Of these, at the Kaike fishing port in Yonago City, Tottori Prefecture, an accident occurred at around midnight on the 3rd when a pleasure boat ran on a wave-dissipating block and oil spilled. It was past 5 am.



The person on the pleasure boat was thrown into the sea by the impact of the accident and injured his face and legs, but he could not ask for help because there were no people around him, and he went fishing about 5 hours later. He called out to the fishermen who came to the fishing port, borrowed a mobile phone to make a report, and was taken to the hospital.
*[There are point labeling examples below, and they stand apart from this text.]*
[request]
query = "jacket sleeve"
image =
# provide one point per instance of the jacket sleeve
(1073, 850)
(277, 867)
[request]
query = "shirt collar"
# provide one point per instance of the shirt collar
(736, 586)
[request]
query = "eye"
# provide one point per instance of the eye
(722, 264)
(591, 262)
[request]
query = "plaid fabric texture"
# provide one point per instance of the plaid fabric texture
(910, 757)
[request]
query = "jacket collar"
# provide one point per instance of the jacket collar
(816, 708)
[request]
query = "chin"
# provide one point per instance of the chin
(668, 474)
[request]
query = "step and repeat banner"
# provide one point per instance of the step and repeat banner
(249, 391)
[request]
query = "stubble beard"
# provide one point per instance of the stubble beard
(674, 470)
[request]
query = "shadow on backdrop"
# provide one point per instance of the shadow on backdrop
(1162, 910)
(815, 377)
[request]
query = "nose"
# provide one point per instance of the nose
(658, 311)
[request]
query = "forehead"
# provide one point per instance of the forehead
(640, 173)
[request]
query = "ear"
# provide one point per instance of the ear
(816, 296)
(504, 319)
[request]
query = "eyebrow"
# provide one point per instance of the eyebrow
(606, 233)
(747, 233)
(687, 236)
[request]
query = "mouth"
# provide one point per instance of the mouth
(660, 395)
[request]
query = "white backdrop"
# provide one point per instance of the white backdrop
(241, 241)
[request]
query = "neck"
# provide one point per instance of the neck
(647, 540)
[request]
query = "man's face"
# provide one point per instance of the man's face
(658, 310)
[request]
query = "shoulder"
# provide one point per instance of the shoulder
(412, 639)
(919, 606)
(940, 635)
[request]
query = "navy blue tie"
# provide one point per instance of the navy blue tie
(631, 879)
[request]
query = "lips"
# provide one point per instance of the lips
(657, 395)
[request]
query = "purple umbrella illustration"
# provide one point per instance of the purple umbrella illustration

Also, off the coast of Fukui Prefecture, after noon on the 2nd, a two-seater pleasure boat reported that the engine had broken down, so the Japan Coast Guard contacted a private rescue worker for cooperation. The phone didn't connect.



After that, a patrol boat arrived at the scene and rescued.



In addition, there were eight cases of impact on marine accidents, such as a fishing boat coming into contact with a floating object but not being able to report it, and making a report after entering the port. It means that there was no difference.



The Japan Coast Guard is calling on its website to secure terminals that can make emergency calls and then go out for marine leisure activities.